We all love to catch fish, the bigger the better. Mostly. The trouble is that, without smaller, younger fish coming through, big ones will eventually die out, leaving us with precious little to catch.

The upper rivers worry me intensely. We seem to be seeing fewer and fewer roach, dace, small chub and perch as this particular winter wears on. I decided to set my stall out for smaller fish over 10 sessions, mostly on public waters, just to see how I got on.

I fished the Upper Bure, right down to Horstead Mill. I tried the Wensum in the city itself, at the excellent Bridge Inn stretch in Lenwade and up in Fakenham town. I found myself on the River Yare, just off the southern bypass, and I even looked for what remains of the River Tud.

Here and there I caught a few wild brown trout in the Fakenham area, a stocked brown trout lower down and a few gudgeon. But that was it. I realise that you can drop on a shoal of fish at this time of the year and make merry, but the overall conclusion was a drab one. In short, our upper rivers are losing fish hand over fist, year upon year.

Of course, this is not a new problem, it is one that has dogged us most of my own adult life.

John Wilson and I talked endlessly about this situation in the '70s and '80s and towards the end of that period, my SMALLEST river roach one year was nearer three pounds than two!

John was furious that all anglers and angling authorities did was talk. Talk, talk, talk he used to say and no bloomin' action.

Now it is even worse. I spend a lot of my life fishing but even more, it seems, talking conservation.

We have the Environment Agency, Natural England, DEFRA, the Norfolk Rivers Trust, the Norfolk Anglers Conservation Association, the Your Fisheries Partnership, the Catchment Sensitive Farming Scheme, the Wensum Working Group, the Broads Authority, the Angling Trust, the Catchment Based Approach Project and endless other groups too numerous to mention.

Let me stress that this problem is not restricted to river silver fish. What, for example, has happened to the wild trout stocks of the upper Glaven? Even the Norfolk Rivers Trust, based there, admits that the decline has been catastrophic.

So what's going on? Is it water quality? Diffuse Water Pollution? Is it lack of fly life? Is it lack of woody debris? Abstraction? Crayfish? Compacted spawning beds? The influence of canoes? Or is predation?

This is the probable answer that most environmentalists appear to shy away from, an issue it seems that is too hot to handle. The modern answer this century to declining fisheries is habitat based. It goes that if you get the environment right, the fish are bound to thrive. For 20 years, though, we have seen that this is not the case. We have seen re-emerging fish populations that have then inevitably been decimated by predation.
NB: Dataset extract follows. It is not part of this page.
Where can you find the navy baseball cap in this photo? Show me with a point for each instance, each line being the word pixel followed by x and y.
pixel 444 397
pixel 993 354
Possible physical restocking of upper rivers and a measure of predator control just have now to be looked at.

What is for sure is that John Wilson was right. We do not need more data. We do not need more monitoring. What we need is action. And we need action now.

Still, nature always does have the power to amaze. Whilst the dace might be a disappearing act, it seems that the Wensum gudgeon are back everywhere.

After an absence of years, I am catching my beloved gonks from Fakenham right down to the city. It is like millions of them have been dropped into the river from a spaceship! They are all of a good size and mature enough to suggest they have been in the river, hidden for years.

Mother Nature, eh? Just when you think she's croaked it she has the power to amaze.